Around 300 AD, Saint Vincent (priest who died as a martyr on January 22, 304), traveled through Spain and preached accompanied by his donkey. The donkey, reluctant to preach to his master, apparently devoured a vine plan, the furious winegrowers chased Vincent and his donkey. The following year, the devoured vine plan bore more fruit than any other... Did the donkey invent pruning?
Be that as it may, Saint Vincent became the patron saint of winegrowers.
And so since the Middle Ages, on January 22 of each year, winegrowers meet to celebrate Saint Vincent.

Saint Vincent Societies, what are they?
We are already talking about this kind of brotherhood in the Middle Ages, then of their dissolution during the revolution, to see them reappear around 1850 in the form of a society.
Originally, the Saint Vincent societies were created in solidarity with winegrowers in difficulty (illness, death, uncertainties of life). Each member of the company carried out what were called chores, for the benefit of the prevented winegrower. They have become mutual aid societies between winegrowers. Today, requests for chores are rarer, the wine-growing structures have evolved a lot, but the companies persist and are a strong link in the profession.

In some villages, at a time when the republic did not mix well with religion, deux sociétés cohabitaient in the same village (notably Morey). One carrying Catholic values: the society of Saint Vincent with the Saint, and the other: the mutual aid society with the banner whose members were reluctant to carry the Saint and preferred to carry the banner high! Today the squabble between "calotins" and "reds" is buried, all are united in the same society around the statue of Saint Vincent and the banner.

La Saint-Vincent

In most wine-growing villages, on January 22 the winegrowers celebrate Saint Vincent: a Mass, a parade and a well-watered meal! It's "little" Saint-Vincent!
Tradition has it that the statue representing Saint Vincent is entrusted to a winegrower for a year. The statue of Saint Vincent changes residence every January 22 and spends the year with a new winemaker host. After mass, a procession accompanies the saint to his new home and, whoever receives him, traditionally offers his wine to drink. The whole assembly then gathers around a banquet.

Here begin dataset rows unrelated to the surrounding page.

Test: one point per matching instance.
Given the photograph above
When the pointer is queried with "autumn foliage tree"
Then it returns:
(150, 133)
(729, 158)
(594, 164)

La Saint-Vincent Tournante

In 1934, with the wine market going through a major economic crisis, Georges Faiveley and Camille Rodier created the Confrérie des Chevaliers du Tastevin, hoping to restore momentum to the region by reaffirming these values: helping each other between winegrowers and perpetuating ancestral traditions.

It was in 1938 that the first Saint Vincent Tournante took place in Chambolle-Musigny, 6 Saint Vincent companies paraded! This Saint Vincent is called "Tournante", because every year a different village organizes and receives it. Locally it is also referred to as "great" Saint Vincent.
Today, it is a procession of more than 90 companies that crosses the village honored and decorated with care by all the inhabitants. The parade, the highlight of the event, starts at dawn, the bearers of Saint Vincent and banners walk with a step punctuated by the brass bands through the streets to the church for mass. Subsequently, they pay homage to the war memorials. To close the morning, the tradition is to honor the oldest of our winegrowers and winegrowers by inducting them into Chevalier du Tastevin. Then the cellars open their doors to visitors who can taste the wines generously offered by the winegrowers from the host village..

Let the party begin and be beautiful!